Public comment continued with an observation from Bob Nally, a former Portola resident now living in Reno who tapes council proceedings and airs them on television. “Do you really believe that people are leaving Portola because of the water rates? Because, seriously, I want to know where they are going to get it cheaper.”

Nally said water rates in Reno were double that of Portola’s and while he could see that people might leave Portola because of a lack of jobs, he did not see how water rates, which were probably higher where they were going, could cause them to leave.

Mark, whose business includes renting U-Hauls, agreed that the lack of jobs was the main reason people moved, but increased costs might just be “the straw that broke the camel’s back” for those struggling to hang on.

Gill suggested that reports from the citizens group be made a regular part of the agenda so that the public could follow what was going on with less room for confusion and frustration. She also suggested a completion date be targeted for the group’s review of alternatives to increasing water rates.

Council member John Larrieu broke into public comment at this point, saying that this was not on the agenda. “We’re getting away from public comment and into discussion and it’s not legal to do that.”

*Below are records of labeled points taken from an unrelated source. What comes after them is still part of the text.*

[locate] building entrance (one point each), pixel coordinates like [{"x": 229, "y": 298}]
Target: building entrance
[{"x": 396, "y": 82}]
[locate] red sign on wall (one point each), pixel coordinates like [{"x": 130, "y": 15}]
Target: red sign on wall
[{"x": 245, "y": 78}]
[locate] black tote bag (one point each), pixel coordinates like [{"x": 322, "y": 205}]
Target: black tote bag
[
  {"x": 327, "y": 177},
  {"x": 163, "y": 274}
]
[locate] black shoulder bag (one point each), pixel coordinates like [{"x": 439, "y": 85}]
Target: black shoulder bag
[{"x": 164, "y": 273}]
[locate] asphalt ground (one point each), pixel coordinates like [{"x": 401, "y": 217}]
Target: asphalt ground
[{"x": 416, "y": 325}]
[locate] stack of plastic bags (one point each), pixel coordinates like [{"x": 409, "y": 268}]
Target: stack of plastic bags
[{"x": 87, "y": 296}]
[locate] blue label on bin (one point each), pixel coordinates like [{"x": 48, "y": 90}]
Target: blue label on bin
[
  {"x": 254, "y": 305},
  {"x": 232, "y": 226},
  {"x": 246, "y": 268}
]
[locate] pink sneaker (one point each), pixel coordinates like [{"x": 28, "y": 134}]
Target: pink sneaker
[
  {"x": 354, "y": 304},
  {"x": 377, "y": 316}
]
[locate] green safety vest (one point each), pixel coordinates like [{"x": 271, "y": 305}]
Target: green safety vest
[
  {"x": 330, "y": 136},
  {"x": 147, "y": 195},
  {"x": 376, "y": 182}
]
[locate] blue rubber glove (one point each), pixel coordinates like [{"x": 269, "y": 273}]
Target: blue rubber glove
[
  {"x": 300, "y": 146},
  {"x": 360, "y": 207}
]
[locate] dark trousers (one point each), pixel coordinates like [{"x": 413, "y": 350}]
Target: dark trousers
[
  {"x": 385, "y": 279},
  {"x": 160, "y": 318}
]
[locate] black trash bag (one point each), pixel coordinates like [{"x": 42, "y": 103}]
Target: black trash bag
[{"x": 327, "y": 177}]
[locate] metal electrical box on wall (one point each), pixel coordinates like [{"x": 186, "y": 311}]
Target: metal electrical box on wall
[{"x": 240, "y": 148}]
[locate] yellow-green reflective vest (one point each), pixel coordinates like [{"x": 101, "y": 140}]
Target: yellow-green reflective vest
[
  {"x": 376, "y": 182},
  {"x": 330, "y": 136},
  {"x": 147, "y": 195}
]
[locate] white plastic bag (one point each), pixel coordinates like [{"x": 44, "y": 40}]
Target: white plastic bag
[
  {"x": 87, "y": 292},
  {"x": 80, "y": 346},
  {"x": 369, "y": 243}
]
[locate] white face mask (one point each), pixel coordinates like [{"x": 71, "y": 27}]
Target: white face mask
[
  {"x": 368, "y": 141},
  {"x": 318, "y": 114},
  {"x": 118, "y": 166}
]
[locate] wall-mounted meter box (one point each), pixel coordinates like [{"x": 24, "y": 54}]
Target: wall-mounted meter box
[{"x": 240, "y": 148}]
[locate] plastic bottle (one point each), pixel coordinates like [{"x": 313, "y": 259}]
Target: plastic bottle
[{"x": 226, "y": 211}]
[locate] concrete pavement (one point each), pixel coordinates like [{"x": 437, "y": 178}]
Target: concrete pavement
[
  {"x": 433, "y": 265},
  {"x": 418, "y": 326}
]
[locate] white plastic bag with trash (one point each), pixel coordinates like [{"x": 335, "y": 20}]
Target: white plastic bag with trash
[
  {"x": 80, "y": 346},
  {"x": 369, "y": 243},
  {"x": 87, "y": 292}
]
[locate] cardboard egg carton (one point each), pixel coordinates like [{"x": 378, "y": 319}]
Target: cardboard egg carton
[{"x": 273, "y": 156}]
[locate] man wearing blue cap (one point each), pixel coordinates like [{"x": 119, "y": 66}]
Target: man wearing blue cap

One final public comment came from resident Kim Tibbedeaux. He said he felt fortunate that he had a job with the railroad which would allow him to absorb the rate increases but expressed concerns for the future: “I am more concerned about attracting people and jobs to Portola or we will be getting into a worse situation than we are in right now.”

In 200 words or fewer…

Portola Mayor Dan Wilson responded formally to petitioners lobbying for his recall last week. Recall protocol requires that his response be fewer than 200 words.

 

“I have not refused to consider the concerns of the people of Portola. On the contrary, my focus has been to make sure that all residents have a long-term, reliable, safe source for drinking water and a sewer system that will fit the needs for years to come. Budget cuts have been implemented, particularly in payroll, but state mandates continue to be an issue in increasing the costs of city government. Changes to the water rate structure and rates promote conservation and are responsive to the state of California green standards. I do not want to postpone the financial responsibility to future generations.

“As to the ad hoc committee, I did form it and I did disband it, as I did not think it was acting in the best interest of the citizens. I prefer that future discussions be heard by the entire City Council and taped for the public.

“I have no personal agenda. I have spent countless hours learning the reality of city government and the issues in providing water and sewer utilities. I have, and will continue to have, the best interest of the citizens in mind in all decisions, even the difficult ones.”

 

The petition filed with the city stated the following as grounds for circulating the recall petition:

“You have refused to consider the concerns of the people of Portola regarding the water and sewer rate hikes. You patronized the people, calling them ‘disgruntled citizens who refused to listen to facts or reason.’ You offered EPCAN food distribution as a viable and ongoing option for those hardest hit by the rate hikes. You have offered no other options or ideas, choosing instead to ignore the question of affordability. You thwarted the efforts of the ad hoc committee you formed, and used a technicality to bring the issue to vote without the foreknowledge of the people of Portola. Even after the vote, you refused any sort of compromise or show of good faith. You have failed to respond to the citizens’ needs and wishes and are refusing to work in their best interests, thus creating an atmosphere of mistrust that has permanently affected your ability to work productively for the city.”